Por lo tanto, cuando San Pablo recordó su ciudadanía en el cielo, cuando afirmó ser miembro del cuerpo de Cristo y oró en su nombre a su Padre y nuestro Padre, no pudo dejar de pensar en cómo este cuerpo, que está hecho tan curiosa y maravillosamente, tiene una gloria oculta en ella, la cual, cuando Cristo aparezca en Su gloria, se manifestará plenamente. Todo parece amenazarla de muerte, pero Cristo, en quien está la plenitud de la vida, ha vencido a la muerte y es más fuerte que la muerte.

Él ha levantado mi espíritu, que se hundía cada vez más bajo, para confiar en Él y esperar en Él; Él también levantará este cuerpo. Nada se perderá de todo lo que Dios nos ha dado, porque Cristo lo ha redimido. Sólo la muerte y la corrupción perecerán, porque han asaltado la gloriosa obra de Dios. Lo que Dios ha creado, Dios lo preservará.

FD Maurice, Sermones en iglesias rurales, p. 72.

Ciudadanía cristiana.

I. Considere, primero, la fuente de la ciudadanía cristiana. En el momento en que se escribieron estas palabras, el imperio romano había alcanzado la culminación de su poder. El largo clamor de la batalla fue silenciado durante el reinado de Augusto. El Emperador parecía reinar sobre un imperio consolidado y próspero; ya través de cada provincia súbdita o archipiélago lejano de islas, el hombre que podía decir: "Soy un ciudadano romano", encontraba en las palabras el más seguro talismán de seguridad o la reparación más rápida del mal.

La fuente de nuestra ciudadanía celestial no es, como en los romanos, por nacimiento o por servidumbre; sólo puede ser mediante la redención, comprada para nosotros por Aquel que nos ama, que puede pagar el precio satisfactorio y puede ejercer el poder necesario; y esta es la maravilla del amor que realmente se ha realizado en nuestro favor.

II. El hecho de que la ciudadanía que así nos confiere el amor libre de Jesús implique deberes para todos sus poseedores es una consecuencia que todo corazón cristiano estará dispuesto a reconocer muy alegremente, como en verdad se desprende de todo principio de derecho. Aquellos a quienes un estado protege y promueve le deben lealtad y patriotismo, y si fallan en el cumplimiento del deber, pierden todo derecho a privilegios; aquellos que han recibido la ciudadanía celestial y obedecen cuidadosamente las leyes y velan constantemente por los intereses del reino al que pertenecen, no recibirán obediencia escasa ni devoción intermitente.
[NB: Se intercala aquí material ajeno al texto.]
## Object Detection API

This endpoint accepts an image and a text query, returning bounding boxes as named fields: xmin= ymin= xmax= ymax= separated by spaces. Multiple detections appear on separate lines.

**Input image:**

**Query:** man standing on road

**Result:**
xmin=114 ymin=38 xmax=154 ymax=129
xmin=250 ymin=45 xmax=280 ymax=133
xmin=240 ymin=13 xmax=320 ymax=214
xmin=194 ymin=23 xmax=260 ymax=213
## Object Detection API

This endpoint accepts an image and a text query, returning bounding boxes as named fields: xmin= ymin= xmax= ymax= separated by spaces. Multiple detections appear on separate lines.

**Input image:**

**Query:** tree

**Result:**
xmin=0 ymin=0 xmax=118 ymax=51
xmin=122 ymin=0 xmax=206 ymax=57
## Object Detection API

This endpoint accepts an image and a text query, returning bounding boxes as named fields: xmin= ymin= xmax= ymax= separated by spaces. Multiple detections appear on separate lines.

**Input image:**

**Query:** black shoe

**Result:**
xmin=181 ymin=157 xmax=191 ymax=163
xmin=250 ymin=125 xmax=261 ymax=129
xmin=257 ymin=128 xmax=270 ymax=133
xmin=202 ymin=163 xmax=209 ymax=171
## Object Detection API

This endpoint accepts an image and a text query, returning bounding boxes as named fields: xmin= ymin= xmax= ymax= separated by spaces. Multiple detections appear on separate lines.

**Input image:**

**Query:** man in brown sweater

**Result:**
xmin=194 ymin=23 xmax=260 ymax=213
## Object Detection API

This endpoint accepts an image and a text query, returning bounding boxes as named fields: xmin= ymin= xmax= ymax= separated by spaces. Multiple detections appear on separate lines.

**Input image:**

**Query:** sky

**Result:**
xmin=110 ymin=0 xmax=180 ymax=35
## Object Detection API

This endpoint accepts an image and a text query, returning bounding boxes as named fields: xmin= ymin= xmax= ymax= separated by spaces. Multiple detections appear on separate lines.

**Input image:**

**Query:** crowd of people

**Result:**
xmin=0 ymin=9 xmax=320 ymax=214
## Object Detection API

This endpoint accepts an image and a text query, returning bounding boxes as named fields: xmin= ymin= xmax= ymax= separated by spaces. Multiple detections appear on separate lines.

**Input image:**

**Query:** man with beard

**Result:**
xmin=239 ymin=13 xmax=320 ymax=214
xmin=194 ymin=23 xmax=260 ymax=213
III. Para los ciudadanos sinceros hay abundante consuelo en las inmunidades a las que les da derecho su ciudadanía. (1) Tienen derecho a la protección del estado en todas las circunstancias de dificultad o necesidad; (2) también tienen derecho a los privilegios de la ciudad a la que pertenecen: de ellos son su seguridad y su libertad, su riqueza, su tesoro y su renombre. Todos los tesoros del cielo son suyos, "porque ustedes son de Cristo, y Cristo es de Dios".

WM Punshon, Sermones, segunda serie, pág. 333.

Referencias: Filipenses 3:20 ; Filipenses 3:21 . Spurgeon, Sermons, vol. xvii., No. 973; E. Blencowe, Plain Sermons to a Country Congregation, pág. 105; Púlpito de la Iglesia de Inglaterra, vol. viii., pág. 293; Homilista, vol.

VIP. 59; Preacher's Monthly, vol. ix., pág. 228. Filipenses 3:21 . Revista del clérigo, vol. ii., pág. 213; Preacher's Monthly, vol. iv., pág. 289.